From: Duane Wessels <wessels>
Date: Wed, 14 Aug 96 16:03:33 -0700 writes:

>I'm having trouble understanding the format of acl commands. The default
>configuration file, with "http_access deny manager !localhost" made the
>manager inaccessible from anywhere, so I defined a new aclname thus:
>acl ns srcdomain
>http_access deny manager !ns
>I thought that this would make the manager accessible to clients from the
>two domains specified, but it actually made it accessible from every
>domain I have been able to test.
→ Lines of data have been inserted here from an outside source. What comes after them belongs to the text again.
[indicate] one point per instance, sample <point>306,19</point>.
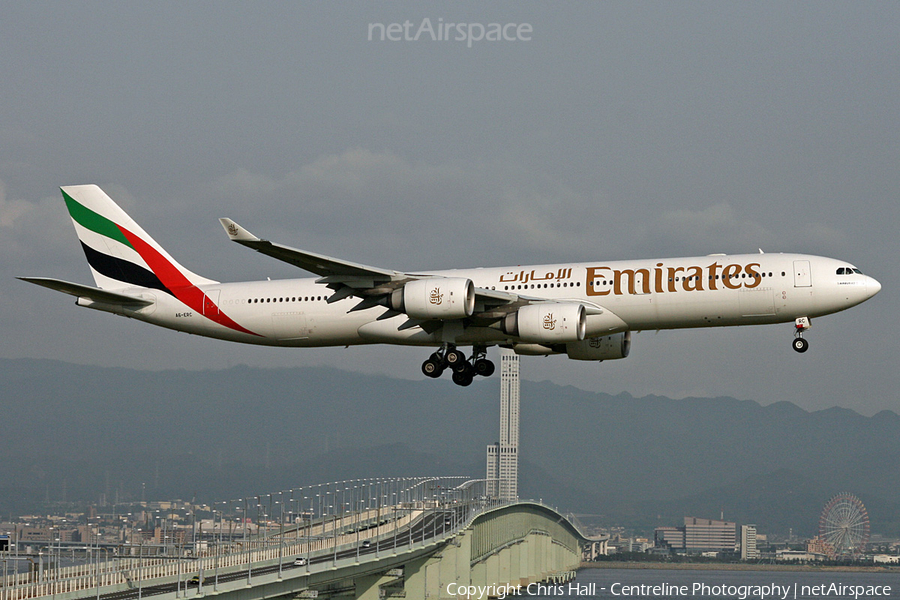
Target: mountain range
<point>73,432</point>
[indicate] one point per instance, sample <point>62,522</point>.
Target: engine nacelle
<point>608,347</point>
<point>547,323</point>
<point>436,298</point>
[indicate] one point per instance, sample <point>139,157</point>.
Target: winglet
<point>237,233</point>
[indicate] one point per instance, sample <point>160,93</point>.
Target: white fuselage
<point>706,291</point>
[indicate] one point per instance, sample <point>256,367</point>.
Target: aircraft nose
<point>872,286</point>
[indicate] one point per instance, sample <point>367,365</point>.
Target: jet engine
<point>608,347</point>
<point>547,323</point>
<point>435,298</point>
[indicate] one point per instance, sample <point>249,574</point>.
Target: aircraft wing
<point>373,284</point>
<point>86,291</point>
<point>309,261</point>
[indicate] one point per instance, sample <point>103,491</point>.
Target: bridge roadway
<point>434,550</point>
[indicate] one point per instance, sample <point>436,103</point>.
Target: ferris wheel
<point>844,525</point>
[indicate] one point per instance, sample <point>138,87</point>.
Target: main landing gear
<point>800,325</point>
<point>464,371</point>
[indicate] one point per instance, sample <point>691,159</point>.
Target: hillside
<point>74,432</point>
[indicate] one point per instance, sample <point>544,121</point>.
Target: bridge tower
<point>503,457</point>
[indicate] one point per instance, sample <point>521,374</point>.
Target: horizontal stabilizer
<point>86,291</point>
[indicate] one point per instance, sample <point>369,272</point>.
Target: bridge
<point>429,537</point>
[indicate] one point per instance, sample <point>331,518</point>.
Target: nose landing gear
<point>800,325</point>
<point>464,371</point>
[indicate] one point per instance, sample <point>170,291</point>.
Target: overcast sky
<point>605,131</point>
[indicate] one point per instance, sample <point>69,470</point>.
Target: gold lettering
<point>592,275</point>
<point>657,278</point>
<point>672,271</point>
<point>632,277</point>
<point>714,275</point>
<point>753,274</point>
<point>727,274</point>
<point>694,281</point>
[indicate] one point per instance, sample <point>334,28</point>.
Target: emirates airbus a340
<point>586,311</point>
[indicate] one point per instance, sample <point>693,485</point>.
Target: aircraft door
<point>211,303</point>
<point>802,276</point>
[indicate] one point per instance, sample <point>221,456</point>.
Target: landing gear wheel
<point>456,360</point>
<point>463,377</point>
<point>483,367</point>
<point>433,367</point>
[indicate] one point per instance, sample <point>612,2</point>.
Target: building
<point>749,550</point>
<point>669,537</point>
<point>704,535</point>
<point>503,457</point>
<point>698,536</point>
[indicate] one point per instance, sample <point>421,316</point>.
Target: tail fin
<point>119,252</point>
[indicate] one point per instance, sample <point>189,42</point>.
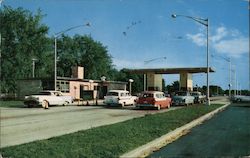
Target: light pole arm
<point>61,32</point>
<point>199,20</point>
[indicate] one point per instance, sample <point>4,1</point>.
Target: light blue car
<point>183,98</point>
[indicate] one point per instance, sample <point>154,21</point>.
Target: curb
<point>158,143</point>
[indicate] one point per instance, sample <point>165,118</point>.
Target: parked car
<point>183,98</point>
<point>119,97</point>
<point>198,97</point>
<point>154,99</point>
<point>47,98</point>
<point>240,98</point>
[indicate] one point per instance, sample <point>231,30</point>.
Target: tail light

I also tried
>acl ns srcdomain (no leading dots)
>but I can still access the manager functions from outside these domains.
>I don't understand the format of the http_access statement, as "manager"
>seems to take the role of an object, while "!ns" takes the role of a
>specifier. No such roles are given in the format description.
>I have enabled fqdn_log as per the Release Notes.
>So how should I accomplish what I am trying to do? Thanks.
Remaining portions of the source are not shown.